Lee Sik-Yum, Tang Nian-Sheng
Department of Statistics, The Chinese University of Hong Kong, Shatin.
Br J Math Stat Psychol. 2006 May;59(Pt 1):151-72. doi: 10.1348/000711005X81403.
Structural equation models are very popular for studying relationships among observed and latent variables. However, the existing theory and computer packages are developed mainly under the assumption of normality, and hence cannot be satisfactorily applied to non-normal and ordered categorical data that are common in behavioural, social and psychological research. In this paper, we develop a Bayesian approach to the analysis of structural equation models in which the manifest variables are ordered categorical and/or from an exponential family. In this framework, models with a mixture of binomial, ordered categorical and normal variables can be analysed. Bayesian estimates of the unknown parameters are obtained by a computational procedure that combines the Gibbs sampler and the Metropolis-Hastings algorithm. Some goodness-of-fit statistics are proposed to evaluate the fit of the posited model. The methodology is illustrated by results obtained from a simulation study and analysis of a real data set about non-adherence of hypertension patients in a medical treatment scheme.
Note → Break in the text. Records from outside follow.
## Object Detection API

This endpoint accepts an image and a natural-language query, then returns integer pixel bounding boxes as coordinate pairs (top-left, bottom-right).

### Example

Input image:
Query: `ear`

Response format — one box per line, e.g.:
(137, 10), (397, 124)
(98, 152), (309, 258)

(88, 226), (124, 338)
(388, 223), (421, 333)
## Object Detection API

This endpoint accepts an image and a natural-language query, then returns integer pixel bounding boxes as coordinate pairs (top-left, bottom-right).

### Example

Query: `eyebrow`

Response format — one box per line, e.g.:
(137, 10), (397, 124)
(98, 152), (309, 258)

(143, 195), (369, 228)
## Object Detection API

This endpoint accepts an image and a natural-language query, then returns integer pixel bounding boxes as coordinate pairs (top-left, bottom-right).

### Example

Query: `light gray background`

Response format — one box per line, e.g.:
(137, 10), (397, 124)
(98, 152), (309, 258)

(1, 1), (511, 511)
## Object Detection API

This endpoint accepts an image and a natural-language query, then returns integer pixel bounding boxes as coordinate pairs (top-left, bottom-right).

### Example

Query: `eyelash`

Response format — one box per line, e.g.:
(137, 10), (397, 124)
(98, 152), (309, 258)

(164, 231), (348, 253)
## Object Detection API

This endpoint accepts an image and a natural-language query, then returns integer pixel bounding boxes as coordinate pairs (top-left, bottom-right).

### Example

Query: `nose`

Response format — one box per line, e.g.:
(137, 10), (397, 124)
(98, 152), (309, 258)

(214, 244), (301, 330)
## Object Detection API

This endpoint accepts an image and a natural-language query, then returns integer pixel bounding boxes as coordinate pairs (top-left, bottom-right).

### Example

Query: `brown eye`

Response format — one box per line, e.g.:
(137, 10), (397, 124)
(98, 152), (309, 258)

结构方程模型在研究观测变量和潜在变量之间的关系方面非常受欢迎。然而,现有的理论和计算机软件包主要是在正态性假设下开发的,因此不能令人满意地应用于行为、社会和心理研究中常见的非正态和有序分类数据。在本文中,我们开发了一种贝叶斯方法来分析结构方程模型,其中显变量是有序分类变量和/或来自指数族。在此框架下,可以分析包含二项式、有序分类变量和正态变量混合的模型。通过结合吉布斯采样器和梅特罗波利斯-黑斯廷斯算法的计算程序获得未知参数的贝叶斯估计。提出了一些拟合优度统计量来评估所假定模型的拟合度。通过模拟研究的结果以及对一个关于高血压患者在医疗治疗方案中不依从性的真实数据集的分析来说明该方法。